Figure 2. Reflectance of both the front-surface and back-surface images from a glass mirror, as a function of angle of incidence. These were calculated from the Fresnel reflection coefficients for the glass surface, with the two possible polarizations averaged together as the last step. Vertical lines pair the dominant and secondary image seen by each eye in the viewing geometry described in Figure 3. (picture)


            The transition between back- and front-surface dominant reflections can be seen in a simpler observation.  When you press your forehead against a door-mounted mirror and view your toes, most of the image comes from the glass surface; at intermediate heights you see a progressive change between the visibility of the silver image and of the surface ghost, or vice versa. For me, the two are balanced in viewing a finger or a pencil held against the glass a little above waist level.


            In the new illusion described here, the eye closer to the mirror sees mostly the glass surface reflection image of the pencil, but the outer eye sees mostly the silver image.  At an optimum distance the stronger image for each eye is more than 2.5 times as visible as the respective ghost image, and the stronger image at each eye decisively dominates in the binocular perception of the location of the pencil.

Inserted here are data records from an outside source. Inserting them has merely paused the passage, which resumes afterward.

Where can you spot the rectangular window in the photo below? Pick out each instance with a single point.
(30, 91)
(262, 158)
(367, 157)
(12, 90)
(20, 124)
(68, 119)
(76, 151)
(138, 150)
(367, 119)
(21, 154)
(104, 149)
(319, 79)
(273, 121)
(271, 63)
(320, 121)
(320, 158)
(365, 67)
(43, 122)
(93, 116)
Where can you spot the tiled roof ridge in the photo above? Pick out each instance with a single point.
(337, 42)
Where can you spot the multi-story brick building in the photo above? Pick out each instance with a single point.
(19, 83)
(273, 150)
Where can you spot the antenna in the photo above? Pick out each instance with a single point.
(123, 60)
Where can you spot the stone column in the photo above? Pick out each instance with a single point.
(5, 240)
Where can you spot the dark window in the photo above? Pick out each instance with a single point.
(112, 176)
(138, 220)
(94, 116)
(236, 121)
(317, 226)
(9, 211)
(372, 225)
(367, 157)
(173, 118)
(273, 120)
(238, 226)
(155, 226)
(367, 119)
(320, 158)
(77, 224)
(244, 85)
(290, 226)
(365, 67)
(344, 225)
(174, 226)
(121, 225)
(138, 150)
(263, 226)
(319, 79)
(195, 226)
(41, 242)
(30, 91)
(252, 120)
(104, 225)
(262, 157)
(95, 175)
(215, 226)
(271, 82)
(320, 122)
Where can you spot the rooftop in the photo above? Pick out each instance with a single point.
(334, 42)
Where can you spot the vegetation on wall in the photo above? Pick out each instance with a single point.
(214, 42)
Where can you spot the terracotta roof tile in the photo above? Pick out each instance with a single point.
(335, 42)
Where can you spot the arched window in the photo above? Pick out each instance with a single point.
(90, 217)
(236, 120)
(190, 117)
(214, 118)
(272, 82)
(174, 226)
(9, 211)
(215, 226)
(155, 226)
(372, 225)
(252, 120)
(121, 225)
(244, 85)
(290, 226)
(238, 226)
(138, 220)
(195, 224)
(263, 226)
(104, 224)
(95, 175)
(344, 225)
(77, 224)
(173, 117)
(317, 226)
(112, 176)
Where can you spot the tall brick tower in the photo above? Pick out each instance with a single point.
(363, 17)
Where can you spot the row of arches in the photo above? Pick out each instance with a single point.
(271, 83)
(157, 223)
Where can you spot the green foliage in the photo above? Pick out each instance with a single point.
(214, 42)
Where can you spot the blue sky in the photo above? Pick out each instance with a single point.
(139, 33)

            For a model to caculate, I have taken the pencil diameter as 8 mm, the mirror thickness as 5.5 mm, the refractive index as 1.53, and the eye distances from the mirror surface as 35 mm and 100 mm. With these values the best reflectance ratio achievable for both eyes at once is 2.5115, at 35.496 cm distance from the pencil to the eyes, and the binocular mirror image then appears to be 13.92 mm closer than the object itself. (Scaled in Fig. 3.)

 
Figure 3. Detailed viewing geometry for the binocular oblique view of the pencil in contact with the mirror. The two eyes (out of the illustration to the right) see the pencil image by the dominant reflected rays DE and GH. (picture)

            In Figure 3, the real pencil is placed against the mirror at A.  The image at K is where the pencil will appear to be if seen in the silver back-reflection by both eyes in a conventional (direct) view, and F is its usually dimmer reflection in the glass surface.  Under the conditions of our illusion, the path actually taken by most of the light toward the outer eye is ABCDE. But the eye closer to the mirror receives most of its light from the pencil along the glass-surface reflection, AGH.  The two rays DE and GH, each highly dominant at the respective eye, intersect at (and therefore both appear to originate from) J, so that is where your binocular vision places the apparent reflected image of the pencil.  Notice that the mirror image of the pencil amazingly seems to protrude from the mirror surface, a prediction easily confirmed if you touch it! A discussion of this point may enrich the familiar distinction between real and virtual images.

 

Acknowledgments

I wish to thank J. Bareau and M. Fulton for confirming this observation for me, and for pointing out that when the effect is viewed by two individuals, using one mirror and each observing the same pencil from opposite directions, the reflected image appears to be closer to both of them.

________________________________________________________________________________

William T. Plummer is director of optical engineering at Polaroid Corp., Cambridge, Mass.